Jeremy Bible, in Paris
Jeremy Bible, who runs Experimedia, is a friend of mine—one of those friendships that grows from a shared secret, where that secret fills in the blanks of years. The friendship acts as both a point of origin and trajectory, and it doesn't matter that you're not the oldest friends who've known each other for a million years, but you both know a secret that transcends time. In this case, the secret is synonymous with passion and the passion is music and it's not really a secret at all.
When Jeremy asked for my help in writing this piece about Experimedia and what it's about, I first approached it in a restrained format, as if I were an interviewer and he the interviewee and our relationship ended there. This was fine and informative but missed an important point. Why did Jeremy ask me to write this? Why did I agree?
The obvious answer is because we are friends, friends who share a common passion (I've ditched the secret analogy). This passion means, in part, that once a month Jeremy comes out to an arts space that I help run in Akron called Rubber City Noise, and he DJs and slangs the latest records from the Experimedia store. It means a whole lot more too, but I think you'd rather read about what Experimedia is all about, rather than how sweet it is that we're friends (though you might read about that too).
Keith Freund, Constant Comments
Experimedia began, like any labor of love, on very little money and a whole lot of desire. Jeremy started using the name in 2000 as a means to throw multimedia shows in Northeast Ohio. Since then the name has encompassed a whole bunch of things (a quick rundown: event-throwing, gallery curation, pirate radio, net label and forum, tour management) before liquid settling into a solid record label and mail-order store/distributor. Jeremy still does a lot of stuff, but Experimedia is now best known for those two things.
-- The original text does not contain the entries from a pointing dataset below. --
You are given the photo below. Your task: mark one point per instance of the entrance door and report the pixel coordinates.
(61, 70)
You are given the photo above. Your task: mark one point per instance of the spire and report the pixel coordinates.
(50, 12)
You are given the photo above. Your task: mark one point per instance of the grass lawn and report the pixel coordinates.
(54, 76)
The records that Experimedia puts out are classy. There's an attention to detail in both the sound and presentation, and this reflects Jeremy's personal aesthetic. The layouts are simple and effective, not quite minimalist but evoking many of the same feelings. The sounds traverse a broad but ordered spectrum—textural worlds that evoke their own stories. I tend to avoid tossing too many genre tags on things, as it can limit and detract, but at the same time it's a helpful indicator for like minds. Some of the records that Experimedia has released can be labeled thus (although this stays malleable)—ambient, classical, drone, noise, electronic, field recording, jazz, etc. These genres shift and intertwine and form their own universes. Each album is its own entity, as unique as the human beings who created them.
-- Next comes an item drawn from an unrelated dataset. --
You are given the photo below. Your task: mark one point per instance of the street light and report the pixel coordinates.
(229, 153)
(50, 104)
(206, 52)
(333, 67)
The store that shares the name Experimedia, it's classy too. One of the parts that's classy about it is that it's easy to navigate and stocks the world's best new music w/ more new music than I can handle coming out every week. I'm biased—I can go over to Jeremy's house and dig through the stacks of records, tapes, magazines, videos, and other media and creations. It's a bit overwhelming, but also refreshing, to see how much great music this planet is putting out every day. Jeremy has turned me on to some of the raddest artists and labels and, seriously, played an integral role in my musical growth. Experimedia has helped me see a portion of the spectrum of infinite sounds that keep on coming from every corner of Terra every single second. The website reflects the label's not-quite-minimalist aesthetic and is easy to get around and check out. Jeremy puts a lot of work into Experimedia and it shows. For example, he tediously rips new music every week and creates Soundcloud previews just so someone can check out what they are buying. That's rad.
Celer, Evaporate and Wonder
I'm glad that the editor here at Impose recognized that the tone of the first thing I wrote was just a bit off. I'm glad because rewriting this has made me realize how much I dig Experimedia and Jeremy's enthusiasm for music. We live in a time when the galaxy of music creation and consumption is more accessible than it has ever been, and things like Experimedia are a perfect representation of the endless possibilities at our disposal. Thanks buddy.
Recent releases by: Aaron Martin, Piiptsjilling, Lüüp, Charles-Eric Charrier, Jannick Schou, Keith Freund, Dolphins Into The Future, Floris Vanhoof, Black Swan, Lawrence English, From The Mouth of The Sun, and Celer.
Forthcoming releases by: Damian Valles, Sean McCann, Superstorms, and RxRy.
Experimedia has recently partnered with the established Cincinnati based label Students of Decay, curated by Alex Cobb, with recent releases by Jefre Cantu-Ledesma, Caboladies, Aquarelle, Danny Paul Grody, and Bryter Layter. Forthcoming releases by En, Marielle V Jakobsons, Chihei Hatakeyama, Anne Guthrie and Ekin Fil. Students of Decay is the first of several labels Experimedia plans to partner with and support directly through pressing, distribution, and label management.